Judge: Hands off the jury, man

Bryan Epis says he was just trying to “get the truth out,” but a pissed-off federal judge disagreed Monday and had the medical-marijuana advocate briefly arrested for jury tampering.

Epis, who’s charged with marijuana cultivation and conspiracy to cultivate marijuana, both charges enhanced by the allegation of doing so within 1,000 feet of a school (Chico High School), said the jury tampering is “just the latest line of bullshit in a long line of it.”

“They don’t want the jury to hear the truth,” he said Monday night, after being released from custody. “You think the judge is going to let me get up there on the stand and say what really happened? Hell no! So what am I supposed to do?”

Epis acknowledges standing with a group of his Butte County supporters before his hearing, passing out fliers that the group produced. The fliers denounce the prosecution of medical-marijuana advocates and providers born out of California’s Prop. 215 and “shed some light” on the criminal-justice system, Epis said, by “showing how jurors are lied to.”

U.S. District Judge Frank Damrell, upon learning that almost all of the prospective jurors had been approached by Epis and his supporters when walking into the building Monday morning and supplied with the fliers—which contain a first-person narrative of the case attributed to Epis—dismissed all 42 prospective jurors and continued the hearing for later this week with a new jury pool.

Damrell had Epis briefly arrested for jury tampering, but he was released that afternoon.
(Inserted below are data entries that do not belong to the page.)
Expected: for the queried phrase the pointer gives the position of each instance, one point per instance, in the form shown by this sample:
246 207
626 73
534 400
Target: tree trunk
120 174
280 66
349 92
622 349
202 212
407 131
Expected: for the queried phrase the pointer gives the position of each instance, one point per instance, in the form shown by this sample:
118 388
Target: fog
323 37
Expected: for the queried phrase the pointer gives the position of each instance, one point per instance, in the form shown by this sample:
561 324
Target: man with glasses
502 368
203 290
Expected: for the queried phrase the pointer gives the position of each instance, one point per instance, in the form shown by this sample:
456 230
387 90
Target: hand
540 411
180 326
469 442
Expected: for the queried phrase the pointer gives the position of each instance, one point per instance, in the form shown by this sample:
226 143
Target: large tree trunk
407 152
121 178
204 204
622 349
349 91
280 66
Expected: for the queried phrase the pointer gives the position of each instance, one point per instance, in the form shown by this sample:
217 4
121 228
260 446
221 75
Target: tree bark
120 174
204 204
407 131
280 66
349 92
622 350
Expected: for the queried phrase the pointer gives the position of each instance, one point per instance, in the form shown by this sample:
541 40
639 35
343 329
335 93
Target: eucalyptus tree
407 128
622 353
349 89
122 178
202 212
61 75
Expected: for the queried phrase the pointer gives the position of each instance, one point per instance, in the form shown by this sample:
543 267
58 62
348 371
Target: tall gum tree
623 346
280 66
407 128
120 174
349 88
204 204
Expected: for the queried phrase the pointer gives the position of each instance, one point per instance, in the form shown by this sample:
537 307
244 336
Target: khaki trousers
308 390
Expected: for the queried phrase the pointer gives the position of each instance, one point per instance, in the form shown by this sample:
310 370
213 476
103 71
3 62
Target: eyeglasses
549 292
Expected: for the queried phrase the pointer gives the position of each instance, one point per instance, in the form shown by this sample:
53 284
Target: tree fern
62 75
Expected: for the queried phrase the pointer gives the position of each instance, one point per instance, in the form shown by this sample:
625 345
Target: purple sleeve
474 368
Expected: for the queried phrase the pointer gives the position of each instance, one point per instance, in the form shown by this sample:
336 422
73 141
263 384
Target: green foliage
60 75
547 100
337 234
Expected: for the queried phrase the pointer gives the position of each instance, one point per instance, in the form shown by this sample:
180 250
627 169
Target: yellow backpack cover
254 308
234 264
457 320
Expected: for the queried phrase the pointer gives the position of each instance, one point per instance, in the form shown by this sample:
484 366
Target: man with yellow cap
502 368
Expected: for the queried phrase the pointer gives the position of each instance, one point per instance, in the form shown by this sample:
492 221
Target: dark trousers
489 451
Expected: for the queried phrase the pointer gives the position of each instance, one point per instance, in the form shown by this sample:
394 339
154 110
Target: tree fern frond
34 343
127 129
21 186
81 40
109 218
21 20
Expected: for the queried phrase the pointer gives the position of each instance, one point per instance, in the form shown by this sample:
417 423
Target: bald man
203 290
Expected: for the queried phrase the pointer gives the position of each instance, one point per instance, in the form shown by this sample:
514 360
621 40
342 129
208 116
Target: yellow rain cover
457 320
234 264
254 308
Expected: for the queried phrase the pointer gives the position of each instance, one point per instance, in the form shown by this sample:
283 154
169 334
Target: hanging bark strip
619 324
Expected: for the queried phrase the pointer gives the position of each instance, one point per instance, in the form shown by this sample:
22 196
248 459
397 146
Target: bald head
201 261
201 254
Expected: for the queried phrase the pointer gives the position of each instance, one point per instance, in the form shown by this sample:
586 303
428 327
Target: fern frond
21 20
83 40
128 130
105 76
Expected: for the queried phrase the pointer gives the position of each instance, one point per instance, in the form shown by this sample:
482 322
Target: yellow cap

He will be in court Aug. 1 for a hearing on the charge.

Monday’s courtroom battling is just the latest round in a long war over medical marijuana generally and Epis in particular.

He was arrested in June 1997 after Butte County Sheriff’s deputies raided his West Francis Willard Avenue home and found hundreds of marijuana plants growing in his basement. The federal government, which does not recognize Prop. 215, got involved when the Drug Enforcement Agency was brought in on the case soon after the raid.

Epis, who had a recommendation to use marijuana to treat pain from several broken vertebrae he suffered in a car accident, claimed he has a legitimate reason for the clandestine garden: to supply other, sicker medical-marijuana patients with the only medicine that helps them get through the day.

Officially at least, Epis, who still lives in Chico, has largely given up that dream for now. He’s still a passionate advocate for medical-marijuana users and their rights, but he’s got a living to make—and he makes a good one as the operator of two online travel reservation Web sites. He estimates that the business nets him $20,000 to $30,000 a month.

He’s vowed to take his courtroom fight "as far as I have to."